Arztbesuche und Versicherungsabschlüsse

Sternenlicht

Wie siehst du in dem Zusammenhang den anderen Thread von dir, Sternenlicht?

Zuletzt sprachst du dort von Schwermetallver- bzw -entgiftung, auch von Mitochondriopathie, wenn ich das richtig verstanden habe.

Ganz ernsthaft gefragt, bist du wirklich kerngesund und (vielleicht auch psychisch) belastbar für einen doch psychisch anspruchsvollen Beruf?

Schulmedizinisch bin ich kerngesund und das ist ja das einzige Kriterium, was Versicherungen interessiert. Bei denen brauche ich keine alternativmedizinischen "Faxen" wie Schwermetallausleitungen etc PP angeben, genauso wenig wie den positiven LTT-Borreliosetest.

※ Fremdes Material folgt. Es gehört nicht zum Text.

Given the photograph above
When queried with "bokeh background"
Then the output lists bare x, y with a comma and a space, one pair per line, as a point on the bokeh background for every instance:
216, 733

Was momentan zählt: Versicherungen unter Dach und Fach kriegen und möglichst wasserdicht und lupenrein. Wenn das rum ist, kann ich mir wieder Gedanken über diese Dinge abseits der Schulmedizin machen.

Ich habe daher auch einen selbst-auferlegten Ärztestopp momentan. Ich gehe erst wieder wegen irgendeiner Beschwerde zum Arzt, wenn das mit den Versicherungen geregelt ist. Dasselbe gilt auch (und ganz besonders DA) für etwaige psychologische Unterfangen, denn diese sind ja direkt ein K-O-Kriterium für Versicherungen.

Was lernen wir also daraus? Manchmal muss man sich selbst eben hintenanstellen, um sich nicht noch mehr Steine in den Weg zu legen. Aber so sind halt die Spielregeln, ich mache die Regeln nicht. Wenn man Absicherung im Leben will (und ich bin ein Mensch, der Sicherheiten braucht), dann muss ich mich da jetzt halt erstmal zurücknehmen, bis das alles unter Dach und Fach ist.

Andererseits, um deine Frage nach der Gesundheit konkreter zu beantworten: seit einem Jahr renne ich nun quasi schon zu Ärzten und alles, was bislang an Tonnen von Untersuchungen auffällig war, war ein leicht niedriger Vitamin H und D-Spiegel. Vor diesem Hintergrund kann man aus schulmedizinischer (und versicherungstechnischer) Sicht mit Fug und Recht behaupten, dass ich "kerngesund" bin.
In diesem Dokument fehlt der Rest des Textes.